Is metric space $(\left<0,\infty\right),d_E)$ local compact complete separable?

Question

Consider metric space $(X,d_E)$, where $X=\left<0,\infty\right)$ and $d_E(x,y)=|x-y|$. I would like to show that $(X,d_E)$ is local compact complete separable metric space.

I think that if I take $\mathbb{Q}^+_0$, which is the countable set, then $\overline{\mathbb{Q}^+_0}=\left<0,\infty\right)$. It means that $(X,d_E)$ is separable space.

Intuitively I think that $(X,d_E)$ is also complete space, because $(\mathbb{R},d_E)$ is complete space and my new set is $\left<0,\infty\right)$, so the only one problem can be with number $0$ but $0\in\left<0,\infty\right)$.

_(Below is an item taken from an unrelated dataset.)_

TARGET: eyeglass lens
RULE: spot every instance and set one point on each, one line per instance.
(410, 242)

Finally I have troubles with local compactness. So any help will be appreciated. Thank you very much.

Answer 1

First note that your metric $d_E$ is the "usual" norm that we endow on $\mathbb{R}$, which is well-known to be complete. Thus, the topology of $(X,d_E)$ is the same as the subspace topology inherited from $(\mathbb{R},d_E)$.

• $(X,d_E)$ is locally compact, as a closed subspace of a locally compact space is locally compact.

• $(X,d_E)$ is complete, as a closed subspace of a complete space is complete.

• $(X,d_E)$ is separable, as indeed $\mathbb{Q}^+$ is a countable dense subset of $X$. Alternatively, a metric space is separable iff it is second countable, and subspaces of a second countable space are second countable.